Thursday, May 28, 2009

vldb 2009

Finally, our paper on ranking over probabilistic datasets is accepted in VLDB. Since I like this paper very much, probly even more than any theory paper I have written so far, I just blog it here, for remembrance. To me, the ideas are neat and the algorithms are elegant, also very practical (I did a lot of experiments).  

This paper has been through a pretty tough time. The first draft was our report for the database course project. At that time, the paper was titled "clustering and ranking on prob databases" and devoted much space talking about clustering. We submitted it to vldb08 and got 2 weak accepts and one weak rej. Then the paper was rolloverred (a policy that some boarderline papers can be rolled to the next same level conf(sigmod/vldb) with the same set of reviewers) to sigmod09 and was reviewed by the same set of reviewers but got the same review results. 

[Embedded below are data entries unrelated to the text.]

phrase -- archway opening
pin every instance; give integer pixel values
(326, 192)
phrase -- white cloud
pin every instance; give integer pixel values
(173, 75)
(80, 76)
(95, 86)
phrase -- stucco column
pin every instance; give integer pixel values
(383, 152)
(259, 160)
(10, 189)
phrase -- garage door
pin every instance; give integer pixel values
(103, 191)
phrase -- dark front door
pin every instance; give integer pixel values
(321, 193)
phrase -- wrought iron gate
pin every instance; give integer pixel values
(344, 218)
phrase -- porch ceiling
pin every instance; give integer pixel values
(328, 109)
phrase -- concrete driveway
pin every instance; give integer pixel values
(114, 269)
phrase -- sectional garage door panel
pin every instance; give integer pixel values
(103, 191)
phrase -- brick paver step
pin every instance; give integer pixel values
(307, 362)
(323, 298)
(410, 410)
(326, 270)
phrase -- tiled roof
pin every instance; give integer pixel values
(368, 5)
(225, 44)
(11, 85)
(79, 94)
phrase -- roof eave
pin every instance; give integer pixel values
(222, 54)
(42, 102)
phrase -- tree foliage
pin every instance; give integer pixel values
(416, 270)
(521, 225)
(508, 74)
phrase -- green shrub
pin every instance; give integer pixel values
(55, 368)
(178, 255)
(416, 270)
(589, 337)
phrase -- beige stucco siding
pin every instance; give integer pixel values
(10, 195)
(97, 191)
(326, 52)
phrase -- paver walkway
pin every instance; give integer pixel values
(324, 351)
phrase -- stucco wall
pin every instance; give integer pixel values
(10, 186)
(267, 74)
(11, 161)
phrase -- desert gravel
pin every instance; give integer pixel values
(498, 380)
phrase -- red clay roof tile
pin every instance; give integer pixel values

Finally, we decide to completely remove the clustering part and focus only on the ranking part.
More results, explanations and experiment were added.  Especially, I added the ranking approximation part where I borrowed some ideas and results from signal processing (actually fourier transformation). This makes our new ranking function an very effective and efficient one.
 

Wednesday, May 20, 2009

Godel Prize

I have heard these two papers for a few years, but never got a chance to have a look.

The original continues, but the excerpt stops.